Allez une nouvelle semaine et on est lundi, donc, faut y aller! Je sais Simone (et les autres victimes de "lundéite" aïgue), j'suis pas sympa, c'est dur, mais on a pas trouvé le joint pour permuter ce satané lundi avec un autre jour, enfin pas à ma connaissance.
Bon, étant donné que cette semaine risque encore de donner question emploi du temps, autant que je me visse de suite devant l'écran pour vous balancer la suite de l'opéra, ça sera toujours ça de gagné n'est-ce pas? Allez zou!

MACBETH - Acte II
Le lieu: ou les lieux ici encore, parce que même si l'acte est plutôt court, on change tout de même trois fois de place! Au début c'est toujours dans le salon douillet de Macbeth (tartans, massacres,dame de Nüremberg etc.)
Puis on se retrouve téléportés par Spok et son équipe dans un bois pas très loin (encore heureux, quel chantier si on devait se bouger et faire quinze bornes au fond des bois pour voir la suite!
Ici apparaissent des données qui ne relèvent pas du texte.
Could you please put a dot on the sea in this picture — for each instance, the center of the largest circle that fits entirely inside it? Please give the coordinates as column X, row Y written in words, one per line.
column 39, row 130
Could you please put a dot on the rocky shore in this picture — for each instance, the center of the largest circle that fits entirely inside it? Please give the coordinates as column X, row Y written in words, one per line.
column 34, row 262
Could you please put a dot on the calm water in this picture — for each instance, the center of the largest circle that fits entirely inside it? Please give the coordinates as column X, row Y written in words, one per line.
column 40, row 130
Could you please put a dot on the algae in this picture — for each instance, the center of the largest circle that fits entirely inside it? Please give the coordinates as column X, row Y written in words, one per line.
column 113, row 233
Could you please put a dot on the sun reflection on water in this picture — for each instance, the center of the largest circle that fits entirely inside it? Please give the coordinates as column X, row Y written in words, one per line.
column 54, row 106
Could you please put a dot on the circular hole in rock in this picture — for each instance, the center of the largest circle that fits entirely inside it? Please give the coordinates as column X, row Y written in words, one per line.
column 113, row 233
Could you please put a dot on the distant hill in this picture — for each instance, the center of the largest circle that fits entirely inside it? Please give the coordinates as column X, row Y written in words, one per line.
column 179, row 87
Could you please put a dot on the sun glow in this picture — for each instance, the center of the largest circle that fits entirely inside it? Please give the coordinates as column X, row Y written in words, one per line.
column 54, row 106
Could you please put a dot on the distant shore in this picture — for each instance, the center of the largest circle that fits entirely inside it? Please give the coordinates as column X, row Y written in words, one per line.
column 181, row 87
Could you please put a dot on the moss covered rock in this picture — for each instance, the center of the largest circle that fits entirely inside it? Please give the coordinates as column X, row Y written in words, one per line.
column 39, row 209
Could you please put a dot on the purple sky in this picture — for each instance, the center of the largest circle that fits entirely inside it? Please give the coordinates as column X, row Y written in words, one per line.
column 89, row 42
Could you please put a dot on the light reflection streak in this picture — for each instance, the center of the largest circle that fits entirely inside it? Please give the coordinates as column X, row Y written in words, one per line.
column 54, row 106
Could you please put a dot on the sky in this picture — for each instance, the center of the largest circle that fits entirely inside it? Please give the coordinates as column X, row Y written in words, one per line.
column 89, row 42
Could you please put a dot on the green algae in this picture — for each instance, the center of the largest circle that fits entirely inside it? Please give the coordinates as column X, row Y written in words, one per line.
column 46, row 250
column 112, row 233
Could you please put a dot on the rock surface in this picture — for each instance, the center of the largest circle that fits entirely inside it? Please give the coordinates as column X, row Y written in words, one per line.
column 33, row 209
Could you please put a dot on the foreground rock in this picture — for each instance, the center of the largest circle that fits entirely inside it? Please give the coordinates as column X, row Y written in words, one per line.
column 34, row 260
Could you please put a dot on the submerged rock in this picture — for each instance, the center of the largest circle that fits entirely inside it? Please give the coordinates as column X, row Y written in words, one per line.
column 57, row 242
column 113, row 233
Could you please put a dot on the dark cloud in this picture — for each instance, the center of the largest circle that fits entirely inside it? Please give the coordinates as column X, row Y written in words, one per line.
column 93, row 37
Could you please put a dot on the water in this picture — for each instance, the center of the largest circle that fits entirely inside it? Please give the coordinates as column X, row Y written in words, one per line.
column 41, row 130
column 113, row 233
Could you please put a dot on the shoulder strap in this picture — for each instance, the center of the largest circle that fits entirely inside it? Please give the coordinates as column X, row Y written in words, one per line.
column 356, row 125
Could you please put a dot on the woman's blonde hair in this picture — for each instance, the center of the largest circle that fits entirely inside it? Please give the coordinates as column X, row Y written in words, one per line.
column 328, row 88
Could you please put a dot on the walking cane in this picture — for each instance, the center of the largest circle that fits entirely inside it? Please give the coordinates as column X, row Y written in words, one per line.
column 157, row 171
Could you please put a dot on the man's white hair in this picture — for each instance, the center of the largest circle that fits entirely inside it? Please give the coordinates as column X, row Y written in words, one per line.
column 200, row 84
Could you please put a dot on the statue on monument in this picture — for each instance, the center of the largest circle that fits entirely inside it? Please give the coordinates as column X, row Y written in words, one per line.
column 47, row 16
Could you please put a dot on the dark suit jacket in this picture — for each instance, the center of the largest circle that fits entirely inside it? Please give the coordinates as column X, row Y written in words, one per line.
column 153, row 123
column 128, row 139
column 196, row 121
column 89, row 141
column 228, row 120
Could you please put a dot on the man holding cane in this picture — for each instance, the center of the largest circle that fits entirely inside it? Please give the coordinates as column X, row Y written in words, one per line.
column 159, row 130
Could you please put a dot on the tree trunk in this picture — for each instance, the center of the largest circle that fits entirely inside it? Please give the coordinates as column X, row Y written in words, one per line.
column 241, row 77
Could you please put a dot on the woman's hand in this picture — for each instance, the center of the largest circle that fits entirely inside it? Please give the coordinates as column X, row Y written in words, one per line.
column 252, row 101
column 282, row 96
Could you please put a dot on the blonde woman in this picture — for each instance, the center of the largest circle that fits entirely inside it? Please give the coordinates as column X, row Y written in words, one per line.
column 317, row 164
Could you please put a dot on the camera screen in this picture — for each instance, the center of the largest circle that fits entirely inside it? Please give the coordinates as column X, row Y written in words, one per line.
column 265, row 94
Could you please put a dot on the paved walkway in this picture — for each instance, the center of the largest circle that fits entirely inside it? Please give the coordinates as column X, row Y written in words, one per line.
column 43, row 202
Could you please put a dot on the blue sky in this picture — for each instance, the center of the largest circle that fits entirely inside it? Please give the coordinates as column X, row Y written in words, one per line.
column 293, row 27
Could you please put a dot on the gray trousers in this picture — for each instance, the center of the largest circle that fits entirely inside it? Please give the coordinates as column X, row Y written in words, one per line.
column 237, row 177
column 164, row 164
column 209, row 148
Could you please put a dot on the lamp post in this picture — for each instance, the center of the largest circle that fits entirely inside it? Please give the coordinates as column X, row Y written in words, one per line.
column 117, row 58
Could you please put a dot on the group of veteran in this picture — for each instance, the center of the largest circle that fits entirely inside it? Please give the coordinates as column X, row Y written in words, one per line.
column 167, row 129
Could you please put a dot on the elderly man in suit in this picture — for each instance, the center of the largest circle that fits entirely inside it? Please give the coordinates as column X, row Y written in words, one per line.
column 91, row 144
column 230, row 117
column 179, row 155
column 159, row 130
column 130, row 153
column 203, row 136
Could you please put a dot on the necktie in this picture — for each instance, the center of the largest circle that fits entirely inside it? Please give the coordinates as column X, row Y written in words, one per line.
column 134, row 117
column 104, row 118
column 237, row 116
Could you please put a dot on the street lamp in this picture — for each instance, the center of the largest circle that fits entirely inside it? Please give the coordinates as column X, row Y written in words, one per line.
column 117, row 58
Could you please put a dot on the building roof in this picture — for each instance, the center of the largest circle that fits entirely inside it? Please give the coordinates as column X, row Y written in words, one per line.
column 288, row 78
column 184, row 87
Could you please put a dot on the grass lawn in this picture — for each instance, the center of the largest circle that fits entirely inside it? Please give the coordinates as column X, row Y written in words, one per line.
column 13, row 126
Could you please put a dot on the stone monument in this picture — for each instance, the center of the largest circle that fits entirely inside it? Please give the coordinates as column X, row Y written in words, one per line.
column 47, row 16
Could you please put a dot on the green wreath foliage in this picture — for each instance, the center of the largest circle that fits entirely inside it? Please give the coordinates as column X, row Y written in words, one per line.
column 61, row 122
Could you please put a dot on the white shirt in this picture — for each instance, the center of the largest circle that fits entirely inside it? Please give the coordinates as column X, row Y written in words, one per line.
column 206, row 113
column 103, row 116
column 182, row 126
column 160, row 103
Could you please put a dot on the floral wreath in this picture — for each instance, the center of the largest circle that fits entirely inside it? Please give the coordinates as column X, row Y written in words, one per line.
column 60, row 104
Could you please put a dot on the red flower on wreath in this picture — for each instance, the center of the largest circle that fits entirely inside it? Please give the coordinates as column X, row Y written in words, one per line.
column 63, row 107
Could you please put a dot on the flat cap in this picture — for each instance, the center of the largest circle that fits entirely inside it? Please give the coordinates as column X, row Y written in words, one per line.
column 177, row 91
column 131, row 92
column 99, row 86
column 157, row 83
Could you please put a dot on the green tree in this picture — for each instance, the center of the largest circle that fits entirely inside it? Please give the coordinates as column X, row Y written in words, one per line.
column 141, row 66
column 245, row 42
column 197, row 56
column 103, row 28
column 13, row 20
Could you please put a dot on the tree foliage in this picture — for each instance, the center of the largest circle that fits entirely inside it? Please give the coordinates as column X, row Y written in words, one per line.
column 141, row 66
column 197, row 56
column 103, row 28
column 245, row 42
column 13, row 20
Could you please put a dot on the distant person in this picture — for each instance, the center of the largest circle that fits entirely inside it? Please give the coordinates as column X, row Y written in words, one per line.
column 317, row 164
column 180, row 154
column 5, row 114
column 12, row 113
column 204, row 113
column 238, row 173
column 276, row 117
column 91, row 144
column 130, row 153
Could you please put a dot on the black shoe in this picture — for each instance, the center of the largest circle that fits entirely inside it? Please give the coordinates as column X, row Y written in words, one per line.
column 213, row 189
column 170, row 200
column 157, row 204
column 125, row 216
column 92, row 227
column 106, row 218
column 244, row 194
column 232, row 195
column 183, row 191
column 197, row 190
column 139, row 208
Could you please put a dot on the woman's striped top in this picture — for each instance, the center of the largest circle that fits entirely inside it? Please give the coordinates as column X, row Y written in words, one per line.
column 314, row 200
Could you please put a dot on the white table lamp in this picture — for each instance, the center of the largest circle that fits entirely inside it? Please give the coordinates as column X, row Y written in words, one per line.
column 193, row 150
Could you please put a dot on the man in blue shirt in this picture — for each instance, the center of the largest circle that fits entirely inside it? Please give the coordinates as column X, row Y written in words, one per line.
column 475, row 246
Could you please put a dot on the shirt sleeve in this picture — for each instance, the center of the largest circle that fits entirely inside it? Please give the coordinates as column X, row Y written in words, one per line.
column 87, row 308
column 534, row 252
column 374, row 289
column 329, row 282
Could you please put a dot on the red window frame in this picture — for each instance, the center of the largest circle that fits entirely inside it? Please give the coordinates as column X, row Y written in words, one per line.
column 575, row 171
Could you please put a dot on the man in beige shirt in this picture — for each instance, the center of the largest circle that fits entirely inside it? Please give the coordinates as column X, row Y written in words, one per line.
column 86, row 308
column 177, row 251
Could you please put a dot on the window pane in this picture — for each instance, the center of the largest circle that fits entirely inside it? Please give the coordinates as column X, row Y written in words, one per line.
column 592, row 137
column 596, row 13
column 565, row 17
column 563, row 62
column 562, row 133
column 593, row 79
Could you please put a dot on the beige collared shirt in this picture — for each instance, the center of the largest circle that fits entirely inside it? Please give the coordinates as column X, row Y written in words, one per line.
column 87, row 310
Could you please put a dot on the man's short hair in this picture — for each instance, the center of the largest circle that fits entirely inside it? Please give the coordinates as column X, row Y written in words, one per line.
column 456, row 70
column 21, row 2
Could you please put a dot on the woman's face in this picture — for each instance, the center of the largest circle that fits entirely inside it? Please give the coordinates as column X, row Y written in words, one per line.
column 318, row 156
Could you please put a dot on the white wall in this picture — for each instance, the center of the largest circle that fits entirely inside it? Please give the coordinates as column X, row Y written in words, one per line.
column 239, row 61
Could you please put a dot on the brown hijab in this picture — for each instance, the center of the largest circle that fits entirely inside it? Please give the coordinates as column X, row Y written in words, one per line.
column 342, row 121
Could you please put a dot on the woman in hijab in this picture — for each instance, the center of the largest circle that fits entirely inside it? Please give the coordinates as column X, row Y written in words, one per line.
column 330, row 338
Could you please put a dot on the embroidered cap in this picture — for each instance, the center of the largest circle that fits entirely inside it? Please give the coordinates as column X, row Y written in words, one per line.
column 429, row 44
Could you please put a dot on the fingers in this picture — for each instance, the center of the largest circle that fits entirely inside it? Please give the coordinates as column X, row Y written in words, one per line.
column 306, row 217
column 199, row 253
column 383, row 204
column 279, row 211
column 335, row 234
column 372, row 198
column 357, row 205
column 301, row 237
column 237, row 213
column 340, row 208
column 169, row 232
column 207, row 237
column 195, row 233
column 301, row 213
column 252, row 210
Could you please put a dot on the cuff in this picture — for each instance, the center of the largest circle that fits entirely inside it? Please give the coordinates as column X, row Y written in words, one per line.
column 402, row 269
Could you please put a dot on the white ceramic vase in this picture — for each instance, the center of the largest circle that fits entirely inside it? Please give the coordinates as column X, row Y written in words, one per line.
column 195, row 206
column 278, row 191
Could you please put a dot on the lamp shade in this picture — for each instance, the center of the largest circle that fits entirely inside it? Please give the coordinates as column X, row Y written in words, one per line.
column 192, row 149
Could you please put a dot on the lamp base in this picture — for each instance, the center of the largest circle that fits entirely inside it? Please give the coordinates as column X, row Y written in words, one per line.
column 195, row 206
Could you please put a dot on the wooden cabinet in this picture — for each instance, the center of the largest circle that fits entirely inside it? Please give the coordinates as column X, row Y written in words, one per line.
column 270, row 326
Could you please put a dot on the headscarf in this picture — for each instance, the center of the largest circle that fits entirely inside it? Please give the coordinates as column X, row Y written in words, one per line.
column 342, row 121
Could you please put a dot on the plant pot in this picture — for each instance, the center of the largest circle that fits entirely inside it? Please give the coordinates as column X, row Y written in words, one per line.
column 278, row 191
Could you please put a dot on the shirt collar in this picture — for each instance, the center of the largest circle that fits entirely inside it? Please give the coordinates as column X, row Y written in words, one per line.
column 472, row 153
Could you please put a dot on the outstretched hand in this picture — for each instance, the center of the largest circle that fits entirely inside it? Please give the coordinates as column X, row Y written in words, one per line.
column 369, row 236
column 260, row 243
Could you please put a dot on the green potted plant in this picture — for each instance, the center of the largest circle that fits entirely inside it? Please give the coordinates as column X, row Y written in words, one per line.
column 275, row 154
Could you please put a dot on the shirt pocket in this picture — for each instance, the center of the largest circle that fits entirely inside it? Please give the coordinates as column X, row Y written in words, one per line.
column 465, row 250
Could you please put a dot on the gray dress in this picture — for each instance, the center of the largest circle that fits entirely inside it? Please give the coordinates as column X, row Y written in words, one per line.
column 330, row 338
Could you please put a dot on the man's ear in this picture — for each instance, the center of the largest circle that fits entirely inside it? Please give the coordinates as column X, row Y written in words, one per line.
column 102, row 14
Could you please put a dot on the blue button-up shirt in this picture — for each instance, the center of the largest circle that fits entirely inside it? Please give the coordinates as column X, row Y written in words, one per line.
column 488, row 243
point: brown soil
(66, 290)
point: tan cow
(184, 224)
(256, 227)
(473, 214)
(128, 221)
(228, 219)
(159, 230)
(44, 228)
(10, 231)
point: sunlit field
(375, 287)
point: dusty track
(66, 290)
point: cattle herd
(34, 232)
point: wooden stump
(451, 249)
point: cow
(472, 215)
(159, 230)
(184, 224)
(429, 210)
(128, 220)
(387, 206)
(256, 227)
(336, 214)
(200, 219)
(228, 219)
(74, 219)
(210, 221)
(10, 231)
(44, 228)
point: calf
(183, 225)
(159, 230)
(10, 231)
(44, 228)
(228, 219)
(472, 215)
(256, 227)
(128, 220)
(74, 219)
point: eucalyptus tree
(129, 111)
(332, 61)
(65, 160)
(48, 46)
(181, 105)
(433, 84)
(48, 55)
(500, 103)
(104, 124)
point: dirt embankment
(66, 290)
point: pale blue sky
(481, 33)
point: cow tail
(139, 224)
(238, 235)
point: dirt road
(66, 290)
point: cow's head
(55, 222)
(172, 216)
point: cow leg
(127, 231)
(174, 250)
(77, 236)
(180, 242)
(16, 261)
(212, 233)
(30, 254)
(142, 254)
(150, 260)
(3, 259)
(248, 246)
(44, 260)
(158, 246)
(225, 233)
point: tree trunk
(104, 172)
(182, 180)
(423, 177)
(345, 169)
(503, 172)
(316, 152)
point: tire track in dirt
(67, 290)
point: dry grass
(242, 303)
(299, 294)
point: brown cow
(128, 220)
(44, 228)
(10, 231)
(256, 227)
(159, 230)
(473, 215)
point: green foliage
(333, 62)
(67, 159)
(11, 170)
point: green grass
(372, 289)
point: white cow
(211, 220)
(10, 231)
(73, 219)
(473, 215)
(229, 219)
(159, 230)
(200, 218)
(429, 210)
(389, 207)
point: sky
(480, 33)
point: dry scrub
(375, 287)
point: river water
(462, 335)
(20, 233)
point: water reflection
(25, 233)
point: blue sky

Même sans ça, imaginez les machinistes et accessoiristes, les bouts de décors sur la caboche en convoi style expéditionnaire du début du siècle dernier dans les terres inexplorées de l'Afrique, suivis par les membres de l'orchestre trimballant leur instrument, menés par le metteur en scène et le chef, en tenue d'explorateurs, avec les solistes et choeur en train de chanter les "Bateliers de la Volga" (les chants éthniques africains, j'aime, mais je connais moins déjà)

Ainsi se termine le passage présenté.